On Curb, what starts out as a trenchant observation is quickly spun into a surreal, cringe-worthy standoff. For much of the new play’s first act, however, the cringing stays within the bounds of what we can actually imagine happening to us. And that’s because the stuff of Larry David’s imaginative palette — the foolish boundaries of social niceties, the reliability of human inconsiderateness and greed, our lethal memories for past insults — all actually comes into play during the rituals around death and dying. Funerals and hospitals, for all the genuine sadness and grief they evoke, also put us in absurd and frustrating situations that we wouldn’t notice under other circumstances.

This happy, or sad, coincidence ensures that the play’s first act, which concerns itself less with a plot arc than with observational humor, is far superior to the second, which goes back to the protagonists’ home. There it heads towards becoming a wacky farce in the vein of Moliére or a lesser sitcom episode.

David, inspired to write the play by both a friend’s father’s shiva and Nora Ephron’s success on Broadway, has written the story of the Drexels, a clan on the cusp of, and then in the throes of, bereavement. He plays Norman, the put-upon brother and son who is a milder version of the characters he is associated with, the Larry David of Curb and George Costanza. Assembled around him, flitting in and out of a hospital room are: an uncle who married into the family and wants the patriarch’s Rolex (“Thank you for promising me the Rolex!” he tells his dying brother-in-law in tones loud enough for the whole family to overhear); another uncle who has a special gift for loudness and profanity; his daughter, going method and staying “in character” as Eliza Doolittle; and her vapid boyfriend.
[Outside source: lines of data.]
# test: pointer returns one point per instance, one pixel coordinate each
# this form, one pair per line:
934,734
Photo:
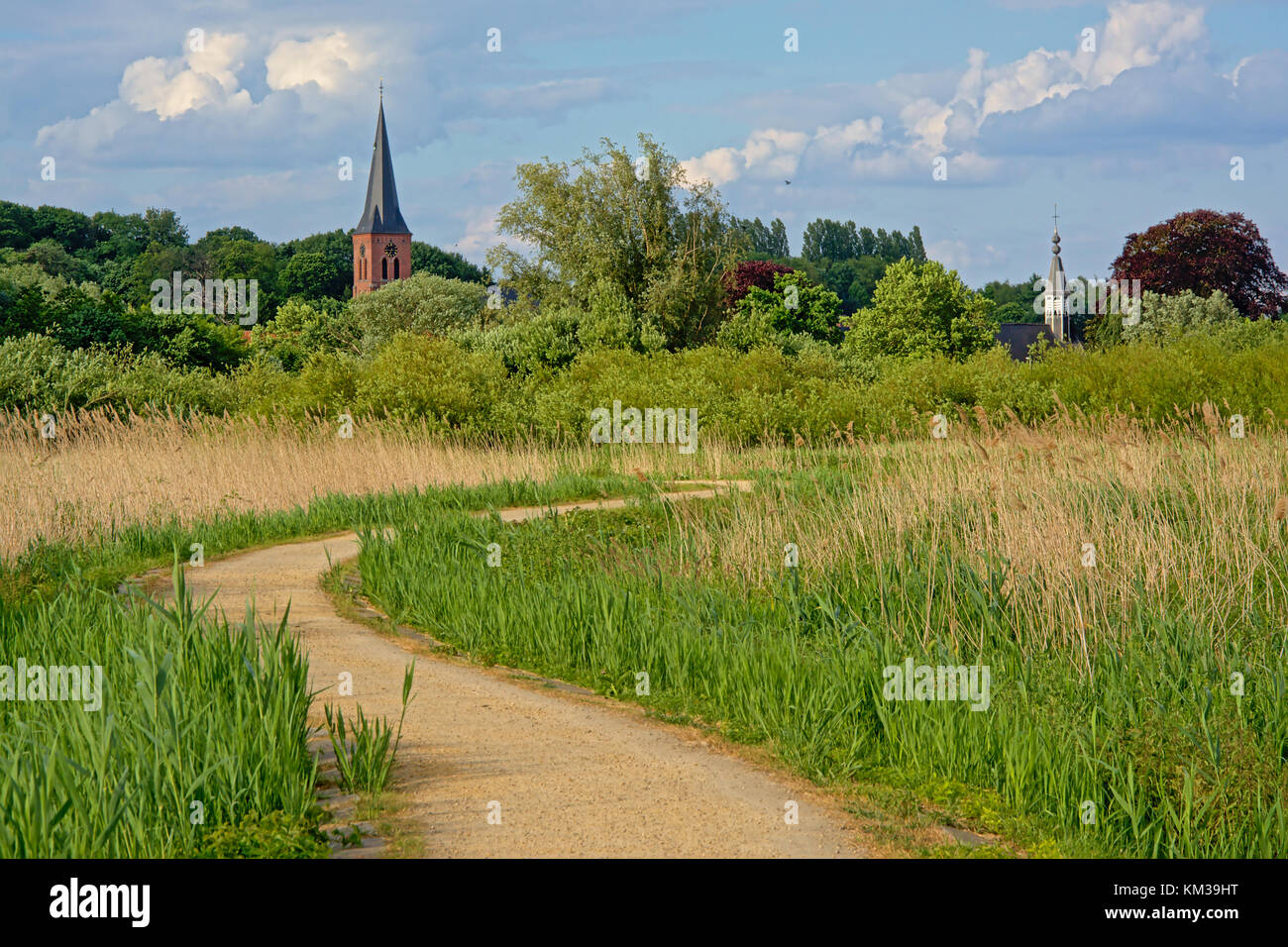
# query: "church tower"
1055,302
381,244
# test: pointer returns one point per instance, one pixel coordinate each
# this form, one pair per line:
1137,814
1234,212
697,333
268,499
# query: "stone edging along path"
494,763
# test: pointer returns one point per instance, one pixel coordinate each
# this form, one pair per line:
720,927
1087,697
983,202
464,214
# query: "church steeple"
1056,294
381,214
381,241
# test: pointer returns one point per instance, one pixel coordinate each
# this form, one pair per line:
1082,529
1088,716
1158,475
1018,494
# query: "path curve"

Meanwhile, Norman’s wife Rita Wilson) and mother have been tallying up small resentments against each other over the years (“fish in the dark” refers to the time, a decade ago, when the in-laws were forced to dine on fish under dim lights because their daughter-in-law prefers her mood lighting), and he and his brother are so competitive that one competes with the other’s daughter over the honor of best eulogy. The Broadway veterans who flank David to play this family full of garrulous relatives are so perfectly cast that my partner and I both felt like our many long-gone Jewish great aunts and uncles had been reincarnated before our eyes.

A Fish in the Dark‘s scenes are demarcated by a curtain that is made to look like a certificate of death, with different names written in and erased, and that itself sets the tone. David is the pied piper who leads us into to the valley of the shadow, via all kinds of awkward locations; the hospital waiting room, the deathbed, the post-funeral shiva, where relatives in black squabble about inheritances and tributes while stuffing themselves with bagels and lox, not to mention the cuchifritos brought in by Rosie Perez, playing the housekeeper with a large, obvious, and hilarious secret connection to the dead man.

One of the larger quibbles between the characters involves the use and sophistication of the word “profound,” and I’ve been thinking about that word since I saw the play: did applying the Curb aesthetic to the topic of death render it more profound? Or did I simply enjoy a two-hour live episode of a beloved TV show? I’m not sure if the play intentionally taps in to any sort of deeper meaning, but on the other hand, what’s more universal than a family squabbling over the legacy of someone they’ve lost? Whether or not David intended it, there’s meaning enough in reliving some of the sadder, and indeed more angry, moments of all our lives through the lens of humor. Let’s hope HBO and David are smart and tape a night of the show’s limited run for a TV special so that it can be accessible beyond the Broadway ticket-buying crowd.